E-Commerce websites are constantly under scrutiny for a myriad of reasons. Whether it be from consumers or regulatory committees, these websites need to play defense 24/7 to ensure their networks remain compromise-free from the threat of hackers. This is one of the main reasons why the General Data Protection Regulation (GDPR) was adopted in Europe in 2006.
Although GDPR may be somewhat of a regulatory headache for e-commerce websites, it is also important for keeping consumer data secure. With an estimated average of 4,800 e-commerce websites every month becoming compromised by hackers inserting malicious code into their website to steal payment information such as credit card numbers, names, and more – there is no denying that a strong defense is the perfect solution.
This is why having a GDPR compliance checklist for e-commerce companies is incredibly advantageous in helping overcome these malicious network intruders. Let’s walk you through our GDPR e-commerce checklist that helps online retailers understand the importance of GDPR and what rules and regulations they should familiarize themselves and their IT teams with.
What is GDPR?
General Data Protection Regulation (GDPR for short) was adopted by the European Union (EU) in April 2016 and took effect in May of 2018. GDPR creates rules for how all European residents’ data must be managed by businesses operating in that region. Overall, GDPR impacts how businesses handle data that pertains to everything from medical history to financial records to internet activity.

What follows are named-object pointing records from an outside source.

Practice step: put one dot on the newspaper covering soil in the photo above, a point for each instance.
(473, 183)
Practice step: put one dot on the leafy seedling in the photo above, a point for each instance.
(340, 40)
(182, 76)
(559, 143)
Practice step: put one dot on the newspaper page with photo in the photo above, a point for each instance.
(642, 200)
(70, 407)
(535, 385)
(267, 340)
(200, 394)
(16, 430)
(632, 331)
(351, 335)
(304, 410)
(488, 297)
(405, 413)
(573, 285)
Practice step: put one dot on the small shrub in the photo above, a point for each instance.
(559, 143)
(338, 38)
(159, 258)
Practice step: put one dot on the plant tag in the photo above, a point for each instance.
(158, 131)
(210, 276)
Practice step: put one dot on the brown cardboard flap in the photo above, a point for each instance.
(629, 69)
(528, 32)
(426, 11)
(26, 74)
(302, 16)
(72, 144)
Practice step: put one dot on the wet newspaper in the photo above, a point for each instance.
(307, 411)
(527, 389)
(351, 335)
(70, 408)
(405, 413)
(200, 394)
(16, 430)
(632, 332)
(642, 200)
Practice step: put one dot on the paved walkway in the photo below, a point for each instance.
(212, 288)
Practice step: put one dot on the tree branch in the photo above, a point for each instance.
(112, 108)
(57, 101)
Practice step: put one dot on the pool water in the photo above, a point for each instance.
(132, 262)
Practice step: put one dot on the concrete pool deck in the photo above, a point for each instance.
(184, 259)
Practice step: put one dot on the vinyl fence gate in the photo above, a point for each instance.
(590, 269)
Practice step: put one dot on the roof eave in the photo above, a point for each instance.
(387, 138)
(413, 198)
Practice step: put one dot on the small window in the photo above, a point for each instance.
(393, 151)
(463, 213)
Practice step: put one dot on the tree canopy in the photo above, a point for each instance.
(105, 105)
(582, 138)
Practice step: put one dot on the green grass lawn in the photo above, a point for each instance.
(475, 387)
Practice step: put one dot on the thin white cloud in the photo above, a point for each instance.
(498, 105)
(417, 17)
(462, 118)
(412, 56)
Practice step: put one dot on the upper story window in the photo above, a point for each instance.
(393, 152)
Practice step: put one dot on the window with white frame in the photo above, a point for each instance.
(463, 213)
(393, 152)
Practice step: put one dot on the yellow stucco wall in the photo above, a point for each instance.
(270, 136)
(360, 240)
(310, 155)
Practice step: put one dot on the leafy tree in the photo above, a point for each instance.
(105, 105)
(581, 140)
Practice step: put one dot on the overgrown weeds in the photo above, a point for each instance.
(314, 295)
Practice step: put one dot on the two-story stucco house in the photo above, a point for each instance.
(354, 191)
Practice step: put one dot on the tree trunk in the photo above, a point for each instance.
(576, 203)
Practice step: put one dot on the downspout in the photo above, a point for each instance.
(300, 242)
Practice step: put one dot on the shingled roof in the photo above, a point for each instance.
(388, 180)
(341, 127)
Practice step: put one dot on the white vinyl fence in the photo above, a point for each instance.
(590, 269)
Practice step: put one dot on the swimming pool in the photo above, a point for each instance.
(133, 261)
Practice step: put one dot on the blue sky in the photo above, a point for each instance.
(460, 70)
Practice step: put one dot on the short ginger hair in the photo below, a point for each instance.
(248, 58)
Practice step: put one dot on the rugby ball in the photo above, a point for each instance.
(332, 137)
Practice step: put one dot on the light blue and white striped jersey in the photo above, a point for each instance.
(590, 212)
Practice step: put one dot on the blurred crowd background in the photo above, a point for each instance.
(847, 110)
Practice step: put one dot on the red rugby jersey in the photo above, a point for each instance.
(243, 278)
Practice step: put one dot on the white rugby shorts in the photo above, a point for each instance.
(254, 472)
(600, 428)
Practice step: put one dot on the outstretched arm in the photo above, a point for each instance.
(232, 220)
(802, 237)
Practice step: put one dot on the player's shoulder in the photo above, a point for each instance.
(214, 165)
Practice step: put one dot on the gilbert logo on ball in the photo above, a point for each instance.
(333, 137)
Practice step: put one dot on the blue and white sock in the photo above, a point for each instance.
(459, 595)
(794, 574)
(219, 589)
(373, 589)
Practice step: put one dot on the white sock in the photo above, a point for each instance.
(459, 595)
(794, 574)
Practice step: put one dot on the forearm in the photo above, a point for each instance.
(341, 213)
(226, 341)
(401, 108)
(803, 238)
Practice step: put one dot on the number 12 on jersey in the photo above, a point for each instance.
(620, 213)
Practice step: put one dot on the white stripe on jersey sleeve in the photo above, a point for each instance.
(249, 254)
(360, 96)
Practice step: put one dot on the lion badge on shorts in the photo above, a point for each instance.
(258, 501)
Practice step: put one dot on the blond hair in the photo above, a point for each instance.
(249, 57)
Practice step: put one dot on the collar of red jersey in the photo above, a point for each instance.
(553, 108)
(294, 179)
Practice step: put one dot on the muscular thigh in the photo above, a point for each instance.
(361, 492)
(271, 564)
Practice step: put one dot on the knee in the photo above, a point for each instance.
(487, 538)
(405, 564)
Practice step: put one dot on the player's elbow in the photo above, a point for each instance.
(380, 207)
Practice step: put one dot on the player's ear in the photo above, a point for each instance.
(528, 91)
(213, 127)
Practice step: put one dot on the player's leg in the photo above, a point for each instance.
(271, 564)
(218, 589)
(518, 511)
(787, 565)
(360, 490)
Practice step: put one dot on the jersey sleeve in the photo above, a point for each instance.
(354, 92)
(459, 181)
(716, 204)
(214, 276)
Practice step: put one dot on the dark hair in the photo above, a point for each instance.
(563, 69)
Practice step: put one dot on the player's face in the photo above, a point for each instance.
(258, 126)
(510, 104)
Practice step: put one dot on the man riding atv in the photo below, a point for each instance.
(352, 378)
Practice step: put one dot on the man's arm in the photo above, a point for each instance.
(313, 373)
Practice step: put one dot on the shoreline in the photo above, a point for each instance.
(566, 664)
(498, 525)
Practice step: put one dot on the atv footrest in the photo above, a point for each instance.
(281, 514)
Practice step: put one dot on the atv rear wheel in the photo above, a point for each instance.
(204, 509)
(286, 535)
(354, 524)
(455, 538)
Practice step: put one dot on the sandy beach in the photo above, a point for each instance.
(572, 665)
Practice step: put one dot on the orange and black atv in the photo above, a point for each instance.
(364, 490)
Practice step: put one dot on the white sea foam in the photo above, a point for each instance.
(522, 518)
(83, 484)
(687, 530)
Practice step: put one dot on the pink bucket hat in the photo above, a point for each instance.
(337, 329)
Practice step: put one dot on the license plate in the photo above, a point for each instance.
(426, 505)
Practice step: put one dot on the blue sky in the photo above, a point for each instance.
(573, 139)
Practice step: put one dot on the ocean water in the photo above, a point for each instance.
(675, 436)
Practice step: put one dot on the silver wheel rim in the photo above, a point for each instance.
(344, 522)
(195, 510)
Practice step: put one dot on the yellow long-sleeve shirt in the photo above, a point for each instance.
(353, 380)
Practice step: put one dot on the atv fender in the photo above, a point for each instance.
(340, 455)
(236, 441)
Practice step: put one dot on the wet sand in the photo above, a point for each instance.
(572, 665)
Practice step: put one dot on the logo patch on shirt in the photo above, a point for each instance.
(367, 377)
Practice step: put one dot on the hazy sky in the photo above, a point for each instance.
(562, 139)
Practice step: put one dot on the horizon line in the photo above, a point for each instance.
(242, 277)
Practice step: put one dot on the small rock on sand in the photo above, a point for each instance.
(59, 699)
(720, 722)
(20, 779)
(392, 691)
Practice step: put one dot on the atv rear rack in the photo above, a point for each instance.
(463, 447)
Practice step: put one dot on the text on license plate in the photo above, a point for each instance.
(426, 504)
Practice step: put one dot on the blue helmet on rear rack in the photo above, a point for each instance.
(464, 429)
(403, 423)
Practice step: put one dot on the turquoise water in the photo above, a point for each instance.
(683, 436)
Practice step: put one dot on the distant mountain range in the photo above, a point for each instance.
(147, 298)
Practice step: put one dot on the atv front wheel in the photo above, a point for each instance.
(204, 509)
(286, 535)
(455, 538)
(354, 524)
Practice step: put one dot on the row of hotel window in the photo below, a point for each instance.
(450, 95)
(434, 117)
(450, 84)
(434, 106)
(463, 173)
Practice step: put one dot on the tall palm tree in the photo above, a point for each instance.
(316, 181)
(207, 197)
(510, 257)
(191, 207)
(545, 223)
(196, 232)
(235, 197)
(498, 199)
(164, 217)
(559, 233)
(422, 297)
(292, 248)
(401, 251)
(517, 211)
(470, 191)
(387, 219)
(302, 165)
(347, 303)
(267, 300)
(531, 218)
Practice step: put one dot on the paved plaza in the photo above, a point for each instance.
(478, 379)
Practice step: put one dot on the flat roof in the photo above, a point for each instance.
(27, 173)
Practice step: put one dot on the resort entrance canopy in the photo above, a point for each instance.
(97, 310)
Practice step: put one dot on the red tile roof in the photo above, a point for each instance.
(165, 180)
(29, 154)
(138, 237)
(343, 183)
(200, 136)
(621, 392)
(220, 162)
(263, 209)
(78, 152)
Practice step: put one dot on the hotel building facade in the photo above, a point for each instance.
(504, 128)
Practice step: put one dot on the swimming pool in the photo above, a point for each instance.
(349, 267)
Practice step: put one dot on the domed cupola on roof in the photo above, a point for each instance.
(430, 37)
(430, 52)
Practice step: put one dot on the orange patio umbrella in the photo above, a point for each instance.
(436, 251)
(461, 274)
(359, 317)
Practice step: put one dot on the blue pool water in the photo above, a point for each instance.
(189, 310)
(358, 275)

GDPR has been a momentous undertaking that has reshaped what E-Commerce is and how it is Europe, influencing how you engage with your customers, the tools you use, and how you use them. Even though the term “e-commerce” is only discussed once in the entire full text of GDPR, that doesn’t mean that e-commerce websites are immune to it.
Regardless of where the physical company is based, GDPR applies to all companies that offer products or services to consumers in Europe. That means even if 100% of your storefronts or your corporate headquarters are not in the EU, but your e-commerce website caters to EU customers, then your website needs to abide by GDPR.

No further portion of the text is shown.